Six Months In

Inside a New York City ER: Then and Now

Lessons from the Covid-19 frontlines through the eyes of Dr. Craig Spencer

Wudan Yan
Published in
7 min readSep 15, 2020


Dr. Craig Spencer. Photo illustration; Photo: Marc Goldberg

This story is part of Six Months In, a special weeklong Elemental series reflecting on where we’ve been, what we’ve learned, and what the future holds for the Covid-19 pandemic.

Around six months ago, New York City was seeing its highest caseload of Covid-19 cases yet. Emergency rooms in the city were packed. There was a shortage of personal protective equipment for physicians, not to mention the fear of running out of ventilators for patients with cases so severe that they required supplemental oxygen. But, about half a year out, things in New York City are slowly making a change.

Craig Spencer, MD, is the director of global health in emergency medicine at New York-Presbyterian/Columbia University Medical Center. Before the coronavirus hit, he spent between three and six months each year helping with humanitarian crises around the world. But since February, he’s been grounded in New York City, working three days a week at the hospital’s emergency department; each shift about 12 hours long.

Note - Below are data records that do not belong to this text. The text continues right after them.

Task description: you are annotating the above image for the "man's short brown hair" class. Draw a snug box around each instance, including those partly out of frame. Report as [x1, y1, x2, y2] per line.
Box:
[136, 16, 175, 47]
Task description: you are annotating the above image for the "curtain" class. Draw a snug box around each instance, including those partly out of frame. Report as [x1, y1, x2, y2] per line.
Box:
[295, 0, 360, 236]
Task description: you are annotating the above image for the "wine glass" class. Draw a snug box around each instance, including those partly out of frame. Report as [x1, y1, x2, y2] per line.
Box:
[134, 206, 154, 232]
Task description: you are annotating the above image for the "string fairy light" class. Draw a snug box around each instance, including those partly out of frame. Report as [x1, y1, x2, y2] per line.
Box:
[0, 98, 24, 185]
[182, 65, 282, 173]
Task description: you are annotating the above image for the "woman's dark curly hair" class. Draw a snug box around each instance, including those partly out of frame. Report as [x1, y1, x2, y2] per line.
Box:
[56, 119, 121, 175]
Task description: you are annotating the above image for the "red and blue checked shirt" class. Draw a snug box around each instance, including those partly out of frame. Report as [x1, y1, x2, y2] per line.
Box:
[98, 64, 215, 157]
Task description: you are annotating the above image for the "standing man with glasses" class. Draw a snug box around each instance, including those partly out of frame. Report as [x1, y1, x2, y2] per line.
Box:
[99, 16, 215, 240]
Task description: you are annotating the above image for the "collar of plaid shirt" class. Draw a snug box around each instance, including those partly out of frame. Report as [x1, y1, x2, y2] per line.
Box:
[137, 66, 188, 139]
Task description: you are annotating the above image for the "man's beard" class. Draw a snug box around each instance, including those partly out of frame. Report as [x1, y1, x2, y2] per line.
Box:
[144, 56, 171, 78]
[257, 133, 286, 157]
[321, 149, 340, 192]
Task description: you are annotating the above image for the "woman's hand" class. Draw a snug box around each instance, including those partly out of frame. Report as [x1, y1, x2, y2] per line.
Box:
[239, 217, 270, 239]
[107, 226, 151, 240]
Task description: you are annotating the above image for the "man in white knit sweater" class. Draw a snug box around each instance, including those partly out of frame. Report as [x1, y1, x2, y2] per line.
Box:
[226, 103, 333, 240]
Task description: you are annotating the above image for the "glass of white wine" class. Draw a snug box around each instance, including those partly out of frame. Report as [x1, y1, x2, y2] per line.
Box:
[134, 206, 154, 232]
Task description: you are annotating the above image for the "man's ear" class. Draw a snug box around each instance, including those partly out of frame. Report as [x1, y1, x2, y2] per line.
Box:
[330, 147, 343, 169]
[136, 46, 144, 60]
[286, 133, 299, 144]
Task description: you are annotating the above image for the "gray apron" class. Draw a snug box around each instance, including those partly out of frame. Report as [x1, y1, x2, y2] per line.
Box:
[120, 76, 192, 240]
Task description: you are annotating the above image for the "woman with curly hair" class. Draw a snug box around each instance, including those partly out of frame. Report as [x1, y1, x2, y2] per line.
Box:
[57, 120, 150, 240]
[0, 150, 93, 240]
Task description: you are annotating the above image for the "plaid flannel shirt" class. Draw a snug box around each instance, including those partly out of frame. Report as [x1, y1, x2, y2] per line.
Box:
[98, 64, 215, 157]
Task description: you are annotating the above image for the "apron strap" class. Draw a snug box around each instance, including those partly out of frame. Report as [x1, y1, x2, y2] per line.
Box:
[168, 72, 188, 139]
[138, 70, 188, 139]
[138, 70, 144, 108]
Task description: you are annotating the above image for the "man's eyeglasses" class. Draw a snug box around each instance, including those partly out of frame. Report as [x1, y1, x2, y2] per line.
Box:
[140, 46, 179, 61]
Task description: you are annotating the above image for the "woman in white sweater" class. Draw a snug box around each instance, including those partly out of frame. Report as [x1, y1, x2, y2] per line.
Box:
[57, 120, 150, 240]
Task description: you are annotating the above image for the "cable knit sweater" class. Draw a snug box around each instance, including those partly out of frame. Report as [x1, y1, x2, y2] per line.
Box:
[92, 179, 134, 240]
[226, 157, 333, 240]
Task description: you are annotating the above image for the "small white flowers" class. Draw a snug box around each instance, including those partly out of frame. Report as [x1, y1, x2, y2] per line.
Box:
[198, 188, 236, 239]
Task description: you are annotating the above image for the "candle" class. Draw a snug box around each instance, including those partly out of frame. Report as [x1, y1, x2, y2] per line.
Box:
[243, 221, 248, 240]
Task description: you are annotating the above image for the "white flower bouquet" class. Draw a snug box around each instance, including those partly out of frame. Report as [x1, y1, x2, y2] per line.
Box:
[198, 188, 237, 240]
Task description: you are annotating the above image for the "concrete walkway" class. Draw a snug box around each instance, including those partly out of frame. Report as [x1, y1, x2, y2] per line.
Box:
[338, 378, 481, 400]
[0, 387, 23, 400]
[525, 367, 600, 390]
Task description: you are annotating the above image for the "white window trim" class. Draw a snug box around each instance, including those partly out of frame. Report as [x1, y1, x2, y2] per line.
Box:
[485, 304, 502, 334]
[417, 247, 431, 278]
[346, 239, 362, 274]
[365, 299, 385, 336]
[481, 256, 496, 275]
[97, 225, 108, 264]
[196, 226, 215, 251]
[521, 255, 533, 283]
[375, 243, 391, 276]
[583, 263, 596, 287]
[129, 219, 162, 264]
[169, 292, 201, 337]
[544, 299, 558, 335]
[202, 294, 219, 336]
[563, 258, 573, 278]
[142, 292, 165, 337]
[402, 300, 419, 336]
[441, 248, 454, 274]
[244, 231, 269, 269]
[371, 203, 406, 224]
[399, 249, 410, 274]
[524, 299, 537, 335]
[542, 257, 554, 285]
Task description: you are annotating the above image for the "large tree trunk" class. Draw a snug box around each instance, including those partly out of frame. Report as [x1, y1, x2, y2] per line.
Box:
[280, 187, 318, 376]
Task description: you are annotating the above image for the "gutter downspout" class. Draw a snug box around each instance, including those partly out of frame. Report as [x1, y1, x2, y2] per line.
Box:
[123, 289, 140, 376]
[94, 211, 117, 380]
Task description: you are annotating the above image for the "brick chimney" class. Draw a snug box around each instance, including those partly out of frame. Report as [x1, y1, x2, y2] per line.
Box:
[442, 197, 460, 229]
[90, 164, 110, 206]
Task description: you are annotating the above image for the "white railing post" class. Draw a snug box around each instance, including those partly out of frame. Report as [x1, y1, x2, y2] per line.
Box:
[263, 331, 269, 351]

During the thick of the coronavirus spread in New York City, Spencer tweeted about how his days in the emergency room were spent tending one Covid-19 patient who needed supplemental oxygen then moving to the next nearly nonstop.

Today, as Spencer winds his way through the city streets on his way to work, listening to a podcast or some music, he’s watching the energy of the city start to come back. Whereas hardly anyone was outside during the peak of the pandemic in late March and early April, more residents are walking around, mostly masked. Restaurants and cafes have offered outdoor seating for their patrons, spilling human life into the streets and sidewalks. “People are trying to retain some sense of normalcy while continuing to remain safe,” he says.